On Wed, Mar 26, 2003 at 12:54:03PM -0800, Anthere wrote:
--- Nick Reinking nick@twoevils.org wrote:
On Wed, Mar 26, 2003 at 01:53:29PM -0600, Lee Daniel Crocker wrote:
(Anthere anthere6@yahoo.com):
Say Lee, the last connexion to the french wiki
was
done at 11:21 am It was down from 11:21 to about a couple of
minutes
ago (that is 20:23) Between these two times (so ... 9 hours...), absolutely NO connexions were possible I just checked ...was the same on the en
apparently
so....which traffic ? from where ? from who ?
any idea
Well, that's the first time I'd heard that. And
there's
only one server: just because there's no traffic
on one of
the many wikis doesn't mean the server isn't busy
as hell.
The only message I got this morning was "the wiki
is down".
That didn't tell me anything, so I logged on and
saw that
the CPU load was maxed out, and that there were
hundreds
of active connections. Looked like regular traffic
to me.
I dunno Lee The wiki has been horribly slow for the past 2 weeks, and many editors have already gave up editing because of this Today, it was just as if wiki didnot existed at all during 9 hours, which were full day hours And not only was there no response from the server at all, but no response on the mailing list either. That is a bit disturbing I would say. In short, if 13/14 days it takes about 1 mn to respond for each page during day time, and the 14th day wiki doesnot exist at all, well, it won't be long for anybody to just give up
Besides, I checked on the english wiki, and I saw there were no edits in the recent changes log for many hours, so you can hardly say it is no response from "one of the numerous wiki". This was a general matter. So, we wonder.

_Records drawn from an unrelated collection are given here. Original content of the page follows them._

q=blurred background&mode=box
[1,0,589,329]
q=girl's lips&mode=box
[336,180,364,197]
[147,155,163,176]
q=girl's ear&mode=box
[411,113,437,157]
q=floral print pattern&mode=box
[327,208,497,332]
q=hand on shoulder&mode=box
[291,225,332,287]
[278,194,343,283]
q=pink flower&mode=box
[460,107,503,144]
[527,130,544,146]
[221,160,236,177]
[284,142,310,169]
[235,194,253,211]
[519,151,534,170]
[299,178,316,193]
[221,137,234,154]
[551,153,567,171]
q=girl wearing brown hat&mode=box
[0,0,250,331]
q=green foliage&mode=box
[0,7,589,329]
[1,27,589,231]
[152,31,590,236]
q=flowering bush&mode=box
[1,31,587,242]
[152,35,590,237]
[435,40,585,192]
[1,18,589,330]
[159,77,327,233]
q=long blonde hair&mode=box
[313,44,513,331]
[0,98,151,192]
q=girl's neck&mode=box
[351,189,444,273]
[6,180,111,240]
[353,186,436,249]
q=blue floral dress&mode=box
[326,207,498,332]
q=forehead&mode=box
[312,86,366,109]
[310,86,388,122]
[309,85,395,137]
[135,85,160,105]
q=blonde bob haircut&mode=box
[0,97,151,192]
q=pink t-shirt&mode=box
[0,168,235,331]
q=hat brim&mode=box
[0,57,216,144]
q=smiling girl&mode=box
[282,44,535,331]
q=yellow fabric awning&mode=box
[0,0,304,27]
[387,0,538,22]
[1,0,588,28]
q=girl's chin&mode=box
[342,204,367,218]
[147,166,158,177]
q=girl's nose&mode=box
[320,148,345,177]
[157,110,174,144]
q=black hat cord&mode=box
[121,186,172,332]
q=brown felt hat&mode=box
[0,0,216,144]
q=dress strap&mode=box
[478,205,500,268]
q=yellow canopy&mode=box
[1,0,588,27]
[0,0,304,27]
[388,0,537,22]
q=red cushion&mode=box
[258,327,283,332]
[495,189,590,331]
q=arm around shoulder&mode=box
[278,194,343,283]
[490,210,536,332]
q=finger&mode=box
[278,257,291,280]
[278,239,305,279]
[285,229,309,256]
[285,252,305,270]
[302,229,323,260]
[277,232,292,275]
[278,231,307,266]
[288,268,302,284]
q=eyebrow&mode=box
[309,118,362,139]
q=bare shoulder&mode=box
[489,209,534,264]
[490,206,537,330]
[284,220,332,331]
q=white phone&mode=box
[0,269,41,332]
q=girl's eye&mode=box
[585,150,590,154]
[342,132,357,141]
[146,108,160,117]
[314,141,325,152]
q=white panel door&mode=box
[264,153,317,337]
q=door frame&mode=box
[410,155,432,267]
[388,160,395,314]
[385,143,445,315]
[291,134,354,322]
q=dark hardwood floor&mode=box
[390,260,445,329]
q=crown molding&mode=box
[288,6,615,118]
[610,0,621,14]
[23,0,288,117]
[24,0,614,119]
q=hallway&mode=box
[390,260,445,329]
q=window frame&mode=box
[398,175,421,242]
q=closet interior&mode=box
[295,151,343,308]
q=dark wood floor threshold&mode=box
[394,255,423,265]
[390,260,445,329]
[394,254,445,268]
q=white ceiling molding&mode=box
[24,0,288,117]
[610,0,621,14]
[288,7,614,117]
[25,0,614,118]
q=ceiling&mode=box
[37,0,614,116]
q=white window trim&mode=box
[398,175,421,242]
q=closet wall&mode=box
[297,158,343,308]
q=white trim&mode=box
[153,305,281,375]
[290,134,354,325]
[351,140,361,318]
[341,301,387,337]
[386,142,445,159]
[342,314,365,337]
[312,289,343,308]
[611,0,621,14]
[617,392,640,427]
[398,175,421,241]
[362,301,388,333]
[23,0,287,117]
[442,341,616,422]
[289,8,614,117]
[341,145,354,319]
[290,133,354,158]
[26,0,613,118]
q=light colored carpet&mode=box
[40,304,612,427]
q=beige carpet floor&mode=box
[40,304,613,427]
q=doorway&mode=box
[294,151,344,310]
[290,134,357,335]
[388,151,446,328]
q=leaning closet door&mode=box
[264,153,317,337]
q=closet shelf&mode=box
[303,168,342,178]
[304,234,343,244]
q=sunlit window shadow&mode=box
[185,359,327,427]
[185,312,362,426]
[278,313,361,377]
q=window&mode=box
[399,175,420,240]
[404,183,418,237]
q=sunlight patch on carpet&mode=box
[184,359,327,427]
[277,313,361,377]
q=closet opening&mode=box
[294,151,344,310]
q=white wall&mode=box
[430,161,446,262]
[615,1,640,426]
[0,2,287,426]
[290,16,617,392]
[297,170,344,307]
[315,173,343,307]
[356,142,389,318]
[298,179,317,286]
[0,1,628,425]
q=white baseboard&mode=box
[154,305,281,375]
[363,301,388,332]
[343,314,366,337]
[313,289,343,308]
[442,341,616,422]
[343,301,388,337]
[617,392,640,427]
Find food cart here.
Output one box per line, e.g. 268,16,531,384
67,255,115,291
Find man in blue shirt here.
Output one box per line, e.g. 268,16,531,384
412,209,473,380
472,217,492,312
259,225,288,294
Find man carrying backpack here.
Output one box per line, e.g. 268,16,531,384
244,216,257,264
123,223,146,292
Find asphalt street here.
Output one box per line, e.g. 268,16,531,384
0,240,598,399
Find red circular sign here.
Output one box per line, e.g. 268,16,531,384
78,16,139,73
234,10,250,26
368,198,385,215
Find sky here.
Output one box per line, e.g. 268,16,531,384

It seems to be responding better now after the
kick, but
I'm reluctant to restart the server (which
involves breaking
all active connections) unless I get a more
specific report
than "the wiki is down".
Well, hard to expect much more than that from a user who doesn't have a login to the server itself. By the way, my guess is that some query, or perhaps some quirk, had caused MySQL to lock up. All of the apache processes were likely in a blocked state, waiting for MySQL to respond. Just because there are lots of processes running, doesn't mean they're actually responding.
-- Nick Reinking -- eschewing obfuscation since 1981 -- Minneapolis, MN
Nick, did you read that message I forwarded several hours ago from Ryo ? I was on my old email address when I did the forward, and the wikitech list refused it (the weird thing is that I just checked pending request, and there are none, so I don't know where that mail actually is:-)). But it got accepted on the main list.
In short, Ryo reported he made a query around 11 am. Just after that query, there were no answer from the server for about 5 mn. Shortly after the server finally answered, he made another one, and immediately after he made that query, the server stopped answering...for about 9 hours
these are the queries he made
select l.cur_title, r.cur_title from cur l inner join links lnk on binary l.cur_title = binary lnk.l_from inner join cur r on binary r.cur_title = binary lnk.l_to where r.cur_text like '%#redirect%'
then simply
select count( * ) from links
could this be an explanation ? or not ?
No, I didn't get the email. As far as I know, it didn't make it to the list. I'm guessing that maybe he pushed the machine beyond what it could handle, and perhaps MySQL just shat all over itself. To be fair, it is hard to expect any software to run perfectly under low resource situations. Perhaps an upgrade to a later kernel might help, but really the problem is somebody using too much of a finite resource.